I dati satellitari per controllare le isole di calore: nasce un plugin utile per progettisti e amministratori

Gli esiti del progetto, che vede protagonisti l'Agenzia Spaziale Italiana e il Politecnico di Milano, saranno presentati durante il convegno del 23 febbraio organizzato dall'Ordine degli Architetti di Roma e Provincia. L'intervista a Deodato Tapete, ricercatore ASI, che anticipa i contenuti dell'applicativo, uno strumento grazie al quale sarà possibile monitorare l'andamento delle temperature urbane per pianificare efficaci interventi di mitigazione

Utilizzare i dati satellitari per conoscere quale effetto la struttura fisica della città, l’uso del suolo e la presenza del verde hanno sul microclima. Analizzare e mappare il fenomeno dell’isola di calore urbana per poter intervenire con azioni di mitigazione, con progettazioni a impatto positivo sul clima e capire – alla micro-scala – quale effetto i cambiamenti climatici hanno sulle città. Il tutto inserendo anche la dimensione tempo che consente di rilevare i cambiamenti che gli interventi progettuali, attuati a livello urbano, inducono sul microclima e sull’effetto isola di calore. Sono questi i principali obiettivi del progetto LCZ-ODC che vede in prima linea l’Agenzia Spaziale Italiana. L’ASI, in collaborazione col dipartimento di Ingegneria Civile e Ambientale del Politecnico di Milano, ha avviato uno studio sperimentale con l’obiettivo di mettere in correlazione le Local Climate Zone con la temperatura dell’aria nella città metropolitana di Milano, integrando dati geospaziali e tecnologie di osservazione della Terra in ambiente Open Data Cube.

Un progetto che parte in via sperimentale su Milano, ma che in futuro potrà trovare applicazione in altre grandi città, tra cui Roma, e che ha come punto di approdo lo sviluppo di un applicativo, tassativamente open source, che progettisti, pianificatori e pubbliche amministrazioni potranno utilizzare a supporto della progettazione e realizzazione di interventi che vanno dalla singola architettura alla riqualificazione urbana o alla stesura di un masterplan, avendo contezza degli effetti che questi hanno sul microclima.
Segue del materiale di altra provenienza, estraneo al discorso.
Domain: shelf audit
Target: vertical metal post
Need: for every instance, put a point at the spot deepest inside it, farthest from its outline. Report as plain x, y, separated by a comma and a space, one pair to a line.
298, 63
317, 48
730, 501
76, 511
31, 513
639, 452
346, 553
Il progetto sarà presentato durante il convegno, organizzato dall’Ordine degli Architetti di Roma e Provincia, che si terrà venerdì 23 febbraio presso il complesso monumentale dell’Acquario Romano, sede dell’OAR (qui il programma dell’evento).

Punto di partenza del progetto sono le Local Climate Zones (LCZ), ossia una suddivisione in classi del suolo urbano sulla base dell’intensità dell’isola di calore, che prende in considerazione le caratteristiche morfologiche dell’edificato (densità urbana, altezza, tipologia e disposizione degli edifici), le proprietà chimico-fisiche e termiche delle superfici e la copertura del suolo (permeabile, pavimentato, compatto). A raccontare i dettagli, anticipando i temi che saranno approfonditi durante il convegno, è Deodato Tapete, ricercatore dell’Agenzia Spaziale Italiana e responsabile del progetto LCZ-OCD insieme a Mario Siciliani de Cumis.

Dottor Tapete, qual è l’obiettivo del progetto LCZ-ODC e perché è importante identificare le Local climate zones?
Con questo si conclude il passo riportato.